Now as far as baseless allegations, please also make sure not to misrepresent what this article says and does not say.


I see it was the Cape Conference that did the appointing. Interesting. Perhaps in the attempt to gauge the overall support, shock or disagreement can be helped by asking: what is the total membership of the union? How many conferences? Of those conferences were there any that voiced disagreement? How many members of the executive committee? How many on that committee disagreed vocally or in an open letter? Does anyone have any idea?

Another question could be asked: was the lack of enthusiasm that some attest to due to disagreement with the vote itself or was it more out of concern for how it will look to the world church after SA?

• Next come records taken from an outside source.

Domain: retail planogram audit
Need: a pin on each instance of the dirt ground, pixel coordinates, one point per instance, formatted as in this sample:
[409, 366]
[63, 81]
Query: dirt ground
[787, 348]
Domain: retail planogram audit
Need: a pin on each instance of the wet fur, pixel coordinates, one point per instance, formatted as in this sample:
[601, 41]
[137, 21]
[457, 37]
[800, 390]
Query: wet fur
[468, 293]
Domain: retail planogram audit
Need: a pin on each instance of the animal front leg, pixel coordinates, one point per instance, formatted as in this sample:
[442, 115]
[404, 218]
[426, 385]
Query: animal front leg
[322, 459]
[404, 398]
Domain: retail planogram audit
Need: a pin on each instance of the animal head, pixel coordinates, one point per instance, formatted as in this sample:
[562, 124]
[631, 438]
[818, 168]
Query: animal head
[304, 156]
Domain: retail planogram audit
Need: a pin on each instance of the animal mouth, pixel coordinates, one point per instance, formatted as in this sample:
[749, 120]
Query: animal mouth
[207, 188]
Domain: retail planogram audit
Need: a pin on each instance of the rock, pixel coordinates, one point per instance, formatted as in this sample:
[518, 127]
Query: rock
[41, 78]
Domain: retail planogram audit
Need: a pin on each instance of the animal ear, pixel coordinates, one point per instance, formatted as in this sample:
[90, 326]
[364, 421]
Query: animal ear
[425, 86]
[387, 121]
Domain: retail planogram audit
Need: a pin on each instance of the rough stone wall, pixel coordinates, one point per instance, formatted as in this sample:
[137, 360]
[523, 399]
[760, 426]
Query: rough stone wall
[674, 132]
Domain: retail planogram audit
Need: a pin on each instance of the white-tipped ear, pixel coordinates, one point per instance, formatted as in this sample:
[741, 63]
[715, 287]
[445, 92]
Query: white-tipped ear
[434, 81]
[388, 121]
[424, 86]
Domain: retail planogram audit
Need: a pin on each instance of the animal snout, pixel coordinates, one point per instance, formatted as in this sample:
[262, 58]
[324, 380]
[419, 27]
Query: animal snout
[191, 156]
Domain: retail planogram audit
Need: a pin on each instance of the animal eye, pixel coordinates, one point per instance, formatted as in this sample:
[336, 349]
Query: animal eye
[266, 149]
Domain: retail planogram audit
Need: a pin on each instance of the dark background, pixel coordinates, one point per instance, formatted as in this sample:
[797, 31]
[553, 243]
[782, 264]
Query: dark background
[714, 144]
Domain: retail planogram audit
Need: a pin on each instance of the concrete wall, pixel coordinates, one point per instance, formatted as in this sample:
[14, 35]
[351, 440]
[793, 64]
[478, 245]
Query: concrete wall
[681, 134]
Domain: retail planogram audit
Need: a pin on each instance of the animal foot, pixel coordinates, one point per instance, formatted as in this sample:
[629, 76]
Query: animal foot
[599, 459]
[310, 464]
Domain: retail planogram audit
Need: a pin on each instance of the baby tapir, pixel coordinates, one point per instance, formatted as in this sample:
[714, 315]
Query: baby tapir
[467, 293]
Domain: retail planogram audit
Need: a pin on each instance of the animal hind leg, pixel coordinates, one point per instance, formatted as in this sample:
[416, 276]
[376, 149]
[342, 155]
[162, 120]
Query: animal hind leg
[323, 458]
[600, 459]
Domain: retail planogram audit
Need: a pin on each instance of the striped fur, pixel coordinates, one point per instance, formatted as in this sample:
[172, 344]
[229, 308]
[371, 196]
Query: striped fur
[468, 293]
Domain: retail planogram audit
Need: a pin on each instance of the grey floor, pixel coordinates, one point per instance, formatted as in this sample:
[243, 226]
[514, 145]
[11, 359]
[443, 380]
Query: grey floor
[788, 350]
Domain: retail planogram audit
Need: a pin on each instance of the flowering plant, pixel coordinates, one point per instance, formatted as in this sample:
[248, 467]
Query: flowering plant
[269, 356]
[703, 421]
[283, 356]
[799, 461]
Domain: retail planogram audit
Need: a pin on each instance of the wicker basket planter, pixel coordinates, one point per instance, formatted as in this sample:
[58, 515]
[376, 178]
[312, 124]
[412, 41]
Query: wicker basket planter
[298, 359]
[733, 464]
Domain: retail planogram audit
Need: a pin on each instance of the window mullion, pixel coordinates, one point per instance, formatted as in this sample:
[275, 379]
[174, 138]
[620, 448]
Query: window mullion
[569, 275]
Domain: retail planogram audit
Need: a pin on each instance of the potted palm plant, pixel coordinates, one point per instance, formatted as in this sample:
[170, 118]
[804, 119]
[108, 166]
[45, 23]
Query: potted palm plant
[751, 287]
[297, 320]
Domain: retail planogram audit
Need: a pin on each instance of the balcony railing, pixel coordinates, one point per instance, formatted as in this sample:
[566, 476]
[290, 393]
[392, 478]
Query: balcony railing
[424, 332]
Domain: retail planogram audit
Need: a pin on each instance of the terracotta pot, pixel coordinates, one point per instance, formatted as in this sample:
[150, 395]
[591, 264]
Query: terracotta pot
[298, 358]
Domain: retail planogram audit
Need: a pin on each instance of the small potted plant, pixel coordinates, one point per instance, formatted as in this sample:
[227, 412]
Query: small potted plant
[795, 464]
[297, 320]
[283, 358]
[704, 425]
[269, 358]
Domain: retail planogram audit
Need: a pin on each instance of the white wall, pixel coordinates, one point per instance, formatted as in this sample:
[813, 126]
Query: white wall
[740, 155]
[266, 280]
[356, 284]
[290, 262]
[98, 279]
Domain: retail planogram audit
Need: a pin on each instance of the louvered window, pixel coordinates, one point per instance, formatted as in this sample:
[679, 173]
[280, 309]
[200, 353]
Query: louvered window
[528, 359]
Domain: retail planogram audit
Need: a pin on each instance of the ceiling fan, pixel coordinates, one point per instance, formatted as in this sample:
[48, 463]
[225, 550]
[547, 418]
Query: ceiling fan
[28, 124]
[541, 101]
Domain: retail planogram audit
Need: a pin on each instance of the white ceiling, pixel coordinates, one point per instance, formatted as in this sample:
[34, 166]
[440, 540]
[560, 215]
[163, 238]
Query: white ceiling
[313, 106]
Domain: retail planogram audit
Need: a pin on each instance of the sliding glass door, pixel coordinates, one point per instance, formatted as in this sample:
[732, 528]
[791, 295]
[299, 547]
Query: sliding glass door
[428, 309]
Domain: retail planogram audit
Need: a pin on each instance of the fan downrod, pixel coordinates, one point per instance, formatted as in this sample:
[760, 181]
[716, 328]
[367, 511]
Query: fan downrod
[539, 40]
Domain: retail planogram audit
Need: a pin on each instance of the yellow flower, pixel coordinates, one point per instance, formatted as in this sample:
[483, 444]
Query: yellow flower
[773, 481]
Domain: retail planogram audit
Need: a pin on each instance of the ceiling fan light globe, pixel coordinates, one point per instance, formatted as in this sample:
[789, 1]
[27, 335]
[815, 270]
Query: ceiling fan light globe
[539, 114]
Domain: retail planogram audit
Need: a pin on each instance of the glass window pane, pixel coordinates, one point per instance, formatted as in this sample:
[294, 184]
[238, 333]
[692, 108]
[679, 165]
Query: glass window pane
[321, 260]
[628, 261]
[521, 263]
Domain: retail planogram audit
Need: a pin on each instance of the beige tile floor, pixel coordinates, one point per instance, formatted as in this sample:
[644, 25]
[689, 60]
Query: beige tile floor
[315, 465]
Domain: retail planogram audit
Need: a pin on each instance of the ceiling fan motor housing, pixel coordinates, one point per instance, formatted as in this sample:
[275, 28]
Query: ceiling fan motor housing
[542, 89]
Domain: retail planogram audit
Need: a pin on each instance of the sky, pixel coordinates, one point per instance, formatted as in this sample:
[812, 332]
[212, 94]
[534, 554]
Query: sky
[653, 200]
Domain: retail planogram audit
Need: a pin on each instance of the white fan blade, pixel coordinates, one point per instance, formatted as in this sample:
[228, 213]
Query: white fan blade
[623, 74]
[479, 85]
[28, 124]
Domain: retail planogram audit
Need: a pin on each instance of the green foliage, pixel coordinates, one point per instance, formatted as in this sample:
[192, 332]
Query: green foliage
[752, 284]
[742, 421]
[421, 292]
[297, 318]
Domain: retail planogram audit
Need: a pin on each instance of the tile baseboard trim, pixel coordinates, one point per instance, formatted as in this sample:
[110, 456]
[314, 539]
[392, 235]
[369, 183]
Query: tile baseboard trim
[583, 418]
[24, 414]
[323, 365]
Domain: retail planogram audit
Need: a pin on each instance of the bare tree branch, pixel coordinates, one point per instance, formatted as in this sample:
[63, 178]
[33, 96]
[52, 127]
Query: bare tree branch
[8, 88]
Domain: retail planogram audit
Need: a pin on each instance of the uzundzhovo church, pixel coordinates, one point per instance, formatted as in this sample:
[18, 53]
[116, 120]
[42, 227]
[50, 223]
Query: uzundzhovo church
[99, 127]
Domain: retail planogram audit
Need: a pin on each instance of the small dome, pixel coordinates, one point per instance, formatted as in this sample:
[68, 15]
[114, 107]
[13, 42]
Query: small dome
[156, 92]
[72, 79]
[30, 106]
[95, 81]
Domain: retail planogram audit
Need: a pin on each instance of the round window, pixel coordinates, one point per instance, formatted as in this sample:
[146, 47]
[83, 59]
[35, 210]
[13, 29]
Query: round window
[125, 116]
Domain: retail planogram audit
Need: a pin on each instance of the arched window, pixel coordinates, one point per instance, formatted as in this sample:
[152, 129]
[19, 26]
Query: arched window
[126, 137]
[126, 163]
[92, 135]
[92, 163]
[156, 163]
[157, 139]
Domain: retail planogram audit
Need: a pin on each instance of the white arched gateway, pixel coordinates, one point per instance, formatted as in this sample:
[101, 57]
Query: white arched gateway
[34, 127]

But no matter the gauge of enthusiasm or discontent the fact that a woman is being appointed (as this is the proper word, not ordination which tern should be abandoned in our denomination) is very huge indeed. It also calls into question just what the vote in SA meant. Did all those no’s mean they disagreed with WO itself or were there concerns over unity? If it was over unity it would be very interesting to know what the percentage of the “no” was. I think the reality is there was probably more in favor of wo than against, but many felt the unity in the church, in their thinking, was the best option to address.

Regardless, WO is here, it is here to stay, and I believe there will be eventual allowance for those areas of the work that see no barriers to giving women appointment to the gospel ministry. In fact, it could very well be that the idea of ordination will be abandoned and appointment installed, and that would be the right move and a great day in our church.


However, the paperwork does say “commissioni[ng].” Is this what the male pastors were given, as well? This is a step in the right direction, and a clear indication that “The Africa Problem,” may not be one—only a part of Africa is problematic? The Cape Conference must be proud of their progressive work.


Congratulations to Pastor Candy Swartz, I had the privilege of working with her and she is blessing to the church of God.


Having just returned from Africa I can testify that women are the heart and soul of that continent. They are the mature caretakers of everyone. They are the leaders in schools and churches. God is prevailing in Africa in far greater ways then elsewhere. God is ordaining women there and it is only his misguided children that refuse to follow God’s lead.


There is no evidence from the scriptures that ORDINATION is a Biblical teaching.